Reverse Mortgages

What is a Loan Term?

In the world of home mortgages, the word “term” indicates the life of a loan, or how long it lasts. Common loan terms are 30 years and 15 years. However, reverse mortgages do not have terms. They last for as long as the homeowners remain in the home and come due and payable only after you leave the home, sell the home, or pass away.

What is the Right to Rescind?

With a conventional mortgage, the deal is done immediately after closing. However, reverse mortgages can be confusing, and many borrowers have had second thoughts. The FHA now requires a three-day waiting period, or cooling off period, called the right to rescind period.

What is a Reverse Mortgage Lender?

A reverse mortgage lender is any lender that is approved to offer FHA HECM loans. Not all lenders in the US are authorized to participate, and not all who could be authorized choose to enroll. It is a voluntary program.

What is a Reverse Mortgage?

A reverse mortgage allows you to obtain a loan after your home has been paid off, or to pay off a small remaining mortgage balance. You are able to live in the home and maintain ownership of it, but do not have to make any payments on the loan until it comes due.

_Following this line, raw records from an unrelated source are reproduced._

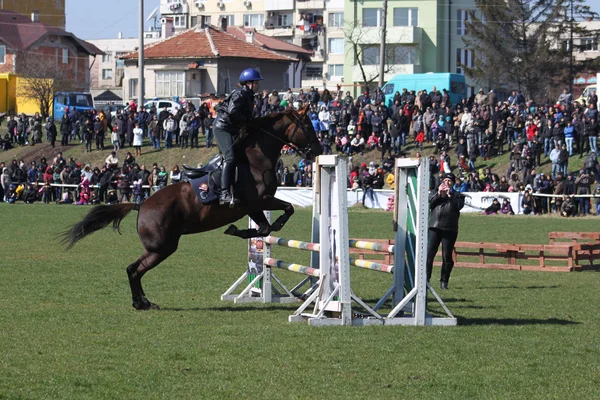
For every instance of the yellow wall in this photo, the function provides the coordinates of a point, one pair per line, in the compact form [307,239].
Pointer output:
[9,101]
[51,12]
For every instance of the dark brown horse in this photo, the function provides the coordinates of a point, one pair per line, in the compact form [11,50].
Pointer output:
[175,210]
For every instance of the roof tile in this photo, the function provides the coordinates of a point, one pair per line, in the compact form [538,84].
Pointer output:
[196,43]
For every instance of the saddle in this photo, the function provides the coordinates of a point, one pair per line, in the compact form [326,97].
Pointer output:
[213,164]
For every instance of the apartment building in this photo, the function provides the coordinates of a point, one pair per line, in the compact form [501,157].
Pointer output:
[107,71]
[421,36]
[316,26]
[50,12]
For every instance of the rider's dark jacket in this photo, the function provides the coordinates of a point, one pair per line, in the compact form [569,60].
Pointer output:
[235,110]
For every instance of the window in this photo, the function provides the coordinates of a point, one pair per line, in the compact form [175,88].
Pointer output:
[180,21]
[461,17]
[589,45]
[254,20]
[463,57]
[372,16]
[336,46]
[406,16]
[133,92]
[336,70]
[107,74]
[230,19]
[336,20]
[370,55]
[284,20]
[120,63]
[314,72]
[170,83]
[388,89]
[403,55]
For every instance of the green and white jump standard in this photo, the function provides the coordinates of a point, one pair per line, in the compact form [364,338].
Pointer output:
[329,293]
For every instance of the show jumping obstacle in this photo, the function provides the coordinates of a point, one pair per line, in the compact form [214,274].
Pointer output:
[327,278]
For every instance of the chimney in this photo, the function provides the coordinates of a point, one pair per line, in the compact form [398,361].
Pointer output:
[250,36]
[167,27]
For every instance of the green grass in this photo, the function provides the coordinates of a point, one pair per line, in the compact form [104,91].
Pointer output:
[169,158]
[68,330]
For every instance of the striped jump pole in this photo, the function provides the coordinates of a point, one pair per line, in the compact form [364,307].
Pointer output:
[361,244]
[294,244]
[374,266]
[356,244]
[300,269]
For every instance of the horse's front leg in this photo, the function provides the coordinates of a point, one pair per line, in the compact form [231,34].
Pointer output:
[264,228]
[270,203]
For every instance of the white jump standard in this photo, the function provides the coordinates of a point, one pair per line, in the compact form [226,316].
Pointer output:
[329,297]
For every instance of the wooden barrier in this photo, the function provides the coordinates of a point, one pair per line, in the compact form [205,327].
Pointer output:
[557,256]
[574,237]
[365,254]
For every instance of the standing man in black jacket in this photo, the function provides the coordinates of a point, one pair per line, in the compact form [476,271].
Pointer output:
[65,129]
[445,205]
[233,112]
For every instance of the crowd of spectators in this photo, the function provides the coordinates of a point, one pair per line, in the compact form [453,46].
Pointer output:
[479,127]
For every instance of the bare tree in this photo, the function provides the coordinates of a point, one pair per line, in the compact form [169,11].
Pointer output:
[41,79]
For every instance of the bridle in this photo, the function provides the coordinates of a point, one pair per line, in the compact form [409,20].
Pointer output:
[297,120]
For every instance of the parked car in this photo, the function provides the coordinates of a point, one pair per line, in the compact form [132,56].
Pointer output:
[172,106]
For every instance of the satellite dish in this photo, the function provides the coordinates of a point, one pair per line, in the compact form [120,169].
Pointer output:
[152,14]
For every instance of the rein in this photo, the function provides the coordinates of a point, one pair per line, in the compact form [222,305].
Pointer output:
[296,123]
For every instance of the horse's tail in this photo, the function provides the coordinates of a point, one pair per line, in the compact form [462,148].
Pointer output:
[98,218]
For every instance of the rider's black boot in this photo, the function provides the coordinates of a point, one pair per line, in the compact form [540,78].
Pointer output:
[226,181]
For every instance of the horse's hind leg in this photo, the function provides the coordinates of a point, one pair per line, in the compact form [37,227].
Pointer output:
[136,271]
[264,228]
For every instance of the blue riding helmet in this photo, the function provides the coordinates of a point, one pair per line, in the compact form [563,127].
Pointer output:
[250,74]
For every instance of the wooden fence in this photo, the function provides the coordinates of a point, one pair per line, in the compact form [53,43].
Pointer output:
[580,251]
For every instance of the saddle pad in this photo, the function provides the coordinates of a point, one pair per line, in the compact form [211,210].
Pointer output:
[204,192]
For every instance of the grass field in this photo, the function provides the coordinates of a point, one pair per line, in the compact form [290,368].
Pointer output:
[68,330]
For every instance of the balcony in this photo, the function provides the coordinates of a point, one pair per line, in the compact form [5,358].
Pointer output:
[173,8]
[395,34]
[308,31]
[310,4]
[279,5]
[373,70]
[317,56]
[279,31]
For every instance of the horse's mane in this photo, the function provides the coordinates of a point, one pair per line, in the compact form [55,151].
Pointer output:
[259,122]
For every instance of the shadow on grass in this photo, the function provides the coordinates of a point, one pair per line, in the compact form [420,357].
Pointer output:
[462,321]
[230,308]
[518,287]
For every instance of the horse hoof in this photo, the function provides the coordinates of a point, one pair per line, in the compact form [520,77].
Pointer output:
[232,230]
[146,305]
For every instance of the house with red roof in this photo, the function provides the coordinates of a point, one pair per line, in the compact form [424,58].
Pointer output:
[22,38]
[205,60]
[27,47]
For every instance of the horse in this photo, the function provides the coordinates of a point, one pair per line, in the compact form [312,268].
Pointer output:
[175,210]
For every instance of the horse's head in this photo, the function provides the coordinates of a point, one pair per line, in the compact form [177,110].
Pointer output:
[301,133]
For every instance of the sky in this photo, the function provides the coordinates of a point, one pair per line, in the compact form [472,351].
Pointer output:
[90,19]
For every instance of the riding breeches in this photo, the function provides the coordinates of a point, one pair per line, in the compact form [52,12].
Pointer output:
[225,140]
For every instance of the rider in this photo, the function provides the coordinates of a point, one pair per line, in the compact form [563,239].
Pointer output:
[233,112]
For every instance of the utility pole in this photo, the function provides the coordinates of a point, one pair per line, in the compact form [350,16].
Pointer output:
[571,77]
[141,57]
[382,58]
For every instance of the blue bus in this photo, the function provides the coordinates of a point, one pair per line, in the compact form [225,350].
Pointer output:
[454,83]
[82,101]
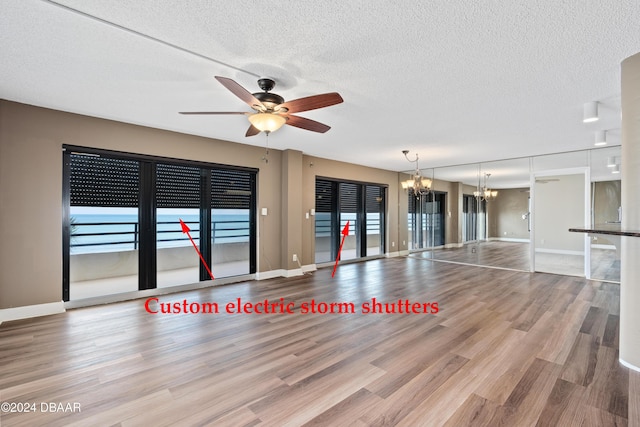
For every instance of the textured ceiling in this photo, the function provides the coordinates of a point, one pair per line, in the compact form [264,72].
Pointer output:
[456,81]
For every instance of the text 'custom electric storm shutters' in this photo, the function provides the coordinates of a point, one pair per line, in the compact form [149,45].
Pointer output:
[121,222]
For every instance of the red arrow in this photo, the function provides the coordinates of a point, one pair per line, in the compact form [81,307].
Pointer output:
[186,229]
[345,233]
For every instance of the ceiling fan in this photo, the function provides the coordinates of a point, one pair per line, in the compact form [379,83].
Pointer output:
[270,109]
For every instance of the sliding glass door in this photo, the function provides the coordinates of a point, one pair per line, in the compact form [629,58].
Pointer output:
[122,228]
[362,206]
[426,220]
[103,230]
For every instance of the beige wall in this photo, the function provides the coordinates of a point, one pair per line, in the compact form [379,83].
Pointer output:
[31,140]
[559,205]
[505,214]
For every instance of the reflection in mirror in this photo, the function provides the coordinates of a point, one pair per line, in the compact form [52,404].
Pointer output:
[508,216]
[498,233]
[605,209]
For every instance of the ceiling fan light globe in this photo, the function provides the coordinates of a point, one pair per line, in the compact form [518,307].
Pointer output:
[267,122]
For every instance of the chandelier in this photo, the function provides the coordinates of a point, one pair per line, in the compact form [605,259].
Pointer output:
[418,184]
[484,193]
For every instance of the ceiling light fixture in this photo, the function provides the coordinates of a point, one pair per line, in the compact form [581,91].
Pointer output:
[590,112]
[267,122]
[601,138]
[418,185]
[484,193]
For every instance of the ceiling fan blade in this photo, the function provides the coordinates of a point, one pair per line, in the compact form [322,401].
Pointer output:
[252,131]
[211,112]
[240,92]
[307,124]
[312,102]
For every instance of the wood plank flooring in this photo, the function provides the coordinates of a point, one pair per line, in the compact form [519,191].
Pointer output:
[505,348]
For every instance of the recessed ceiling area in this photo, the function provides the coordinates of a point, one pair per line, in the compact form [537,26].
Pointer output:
[457,82]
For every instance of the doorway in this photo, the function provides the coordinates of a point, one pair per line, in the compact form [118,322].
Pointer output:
[560,200]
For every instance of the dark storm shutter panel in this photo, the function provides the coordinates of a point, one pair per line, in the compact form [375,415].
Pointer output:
[177,186]
[348,197]
[101,181]
[230,189]
[374,199]
[412,203]
[323,196]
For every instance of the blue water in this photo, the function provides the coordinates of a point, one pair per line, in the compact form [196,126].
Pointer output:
[124,233]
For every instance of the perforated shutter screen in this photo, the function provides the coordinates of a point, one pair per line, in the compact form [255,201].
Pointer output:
[105,182]
[323,196]
[177,186]
[230,189]
[374,198]
[348,197]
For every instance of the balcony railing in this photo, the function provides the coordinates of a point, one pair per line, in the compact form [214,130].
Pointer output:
[92,235]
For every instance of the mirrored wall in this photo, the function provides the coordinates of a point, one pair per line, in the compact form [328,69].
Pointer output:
[516,213]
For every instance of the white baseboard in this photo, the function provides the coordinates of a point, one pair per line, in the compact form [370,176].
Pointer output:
[509,239]
[28,311]
[610,247]
[271,274]
[281,272]
[309,268]
[558,251]
[629,365]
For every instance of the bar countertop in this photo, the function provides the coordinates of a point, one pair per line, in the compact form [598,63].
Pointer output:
[613,229]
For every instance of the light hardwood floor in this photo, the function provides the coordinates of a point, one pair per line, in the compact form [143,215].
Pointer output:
[505,348]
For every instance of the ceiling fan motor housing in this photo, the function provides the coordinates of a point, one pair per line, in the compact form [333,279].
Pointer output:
[269,99]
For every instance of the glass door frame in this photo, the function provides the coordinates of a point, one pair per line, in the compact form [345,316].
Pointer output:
[147,256]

What is a Mortgage Insurance Premium (MIP)?

With an adjustable rate reverse mortgage, you can choose to have the lender pay your funds in monthly installments. You can choose to have monthly payments for a set period of time, or you can choose to receive set monthly payments for the rest of your time in the home.

What is a Lifetime Expectancy Set Aside (LESA)?

A lifetime expectancy set aside, or LESA, is an amount of money set aside at the beginning of a loan based on your anticipated life expectancy and ongoing expenses regarding the property. This money could be used to pay for property taxes, for homeowner’s insurance premiums, for homeowner’s association dues, maintenance on the home and more.